To mitigate the spread of the virus, those living in the exposed maximum security housing area will participate in isolated recreation.

The only other COVID-19 case within the DOC was a contract health care worker assigned to New Castle County Community Corrections. That worker has already made a full recovery, according to the department.

The state’s Chief Public Defender and Attorney General have urged the department to release some prisoners to help prevent a serious outbreak in the system.

N.J. municipalities can put additional limits on short-term rentals

Beginning Sunday night at 8 p.m., New Jersey municipalities will be able to place additional restrictions on short-term rentals, such as hotels, motels and guest houses, during the coronavirus outbreak.

Gov. Phil Murphy had previously granted county and municipal governments the authority to place restrictions on online marketplaces like Airbnb. Pennsylvania Gov. Tom Wolf said his administration would remove Airbnbs and other short-term rentals from its list of life-sustaining businesses after a surge of coronavirus cases in the Poconos, which some attributed to out-of-towners flocking in.

According to Murphy, even with the current restrictions on online rentals, people continue to try and relocate to New Jersey shore towns to get away from COVID-19 hotspots.

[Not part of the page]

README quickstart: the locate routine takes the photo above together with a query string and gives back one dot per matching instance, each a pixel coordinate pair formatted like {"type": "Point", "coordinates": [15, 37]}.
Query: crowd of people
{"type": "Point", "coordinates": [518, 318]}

“Many of our shore communities lack the health care infrastructure to accommodate an influx of part-time residents. New Jerseyans should stay at their primary place of residence for the duration of this emergency,” said Murphy in his announcement granting local governments additional powers to curb short-term rentals.

People who have been ordered by the state to shelter in a particular area and health care workers are among those exempt from these additional regulations.

To date, the state has more than 34,000 known cases of COVID-19, the second-highest in the country, though the majority remain in the northern half of the state.

The Associated Press contributed to this report.